Second,  Najib has not allowed any questions on the 1MDB scandal to be raised in the Malaysian Parliament over the last four-and-a-half years, invariably consigning it to sheer suppression, which is typical of the deplorable governance of Mugabe and Najib too.
Third, instead of keeping his wife Rosmah from meddling in affairs of state, Najib had allegedly asked her when the 14th general election could be held. This was disclosed by Rosmah herself four days ago at a Wanita Umno program. The kitchen cabinet, it seems, has become more important than the formal one.
The spectre of a failed state
Therein lie the triple parallels with Mugabe. Instead of facing the will of the people sooner and head-on, Najib has decided to put out fake policy platitudes.
Take the recent budget, for instance. Of the nearly RM286 billion tabled for the fiscal year in 2018, close to 84 percent was dedicated to operational expenditure, with a mere 16 percent to be divided among the states that form the Federation of Malaysia.

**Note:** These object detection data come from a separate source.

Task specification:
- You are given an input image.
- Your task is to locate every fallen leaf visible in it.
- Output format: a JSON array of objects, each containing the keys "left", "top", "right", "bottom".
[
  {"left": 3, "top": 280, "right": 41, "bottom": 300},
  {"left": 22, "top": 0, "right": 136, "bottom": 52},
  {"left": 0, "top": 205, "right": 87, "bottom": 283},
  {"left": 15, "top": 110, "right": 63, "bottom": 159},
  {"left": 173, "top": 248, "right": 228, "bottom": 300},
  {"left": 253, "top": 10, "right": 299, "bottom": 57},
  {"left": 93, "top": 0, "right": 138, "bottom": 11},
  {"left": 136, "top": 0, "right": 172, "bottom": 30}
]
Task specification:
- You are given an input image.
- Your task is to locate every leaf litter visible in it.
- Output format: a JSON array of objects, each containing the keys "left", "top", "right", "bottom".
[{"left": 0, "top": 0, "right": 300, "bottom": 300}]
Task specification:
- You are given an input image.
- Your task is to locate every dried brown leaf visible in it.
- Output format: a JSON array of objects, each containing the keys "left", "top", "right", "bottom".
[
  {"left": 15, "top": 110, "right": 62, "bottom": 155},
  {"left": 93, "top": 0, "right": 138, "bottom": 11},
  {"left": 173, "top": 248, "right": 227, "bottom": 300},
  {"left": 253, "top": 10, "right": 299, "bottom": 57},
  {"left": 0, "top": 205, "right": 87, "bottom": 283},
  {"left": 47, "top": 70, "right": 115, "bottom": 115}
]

How can so little be given to so few when the world is on the cusp of digital economic transformation which Malaysia cannot do without?

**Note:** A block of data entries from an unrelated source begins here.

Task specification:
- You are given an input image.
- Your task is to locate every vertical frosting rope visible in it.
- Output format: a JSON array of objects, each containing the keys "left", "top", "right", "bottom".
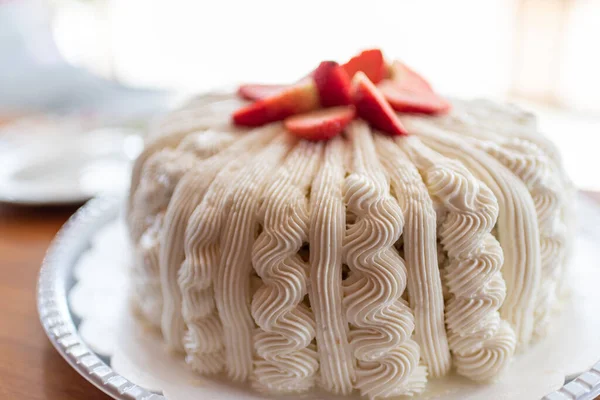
[
  {"left": 128, "top": 131, "right": 233, "bottom": 327},
  {"left": 478, "top": 138, "right": 566, "bottom": 337},
  {"left": 178, "top": 149, "right": 257, "bottom": 374},
  {"left": 160, "top": 127, "right": 276, "bottom": 351},
  {"left": 309, "top": 138, "right": 354, "bottom": 395},
  {"left": 405, "top": 120, "right": 542, "bottom": 346},
  {"left": 215, "top": 135, "right": 292, "bottom": 381},
  {"left": 405, "top": 138, "right": 516, "bottom": 380},
  {"left": 375, "top": 136, "right": 450, "bottom": 377},
  {"left": 251, "top": 142, "right": 323, "bottom": 393},
  {"left": 343, "top": 122, "right": 424, "bottom": 398}
]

With little funds to develop the country, the spectre of Malaysia becoming a failed state is real. Whereas Mugabe took 37 years to ruin his country’s economy, Najib seems to have done it in nine or less.
In recent years, Najib has crushed opponents inside and outside Umno, in a manner that is not entirely different from Zimbabwe.
Najib, for lack of a better word, has presided over the immiseration of an economy that was still in good shape when Dr Mahathir Mohamad handed it over to Abdullah Ahmad Badawi in 2002.
The lopsided budget is bound to ruin the future trajectory of Malaysia completely, given that Malaysia is in need of more all-round transformation, especially at the top.
God Save Malaysia.
RAIS HUSSIN is a Supreme Council Member of Parti Peribumi Bersatu Malaysia (PPBM). He also heads the Policy and Strategy Bureau of PPBM.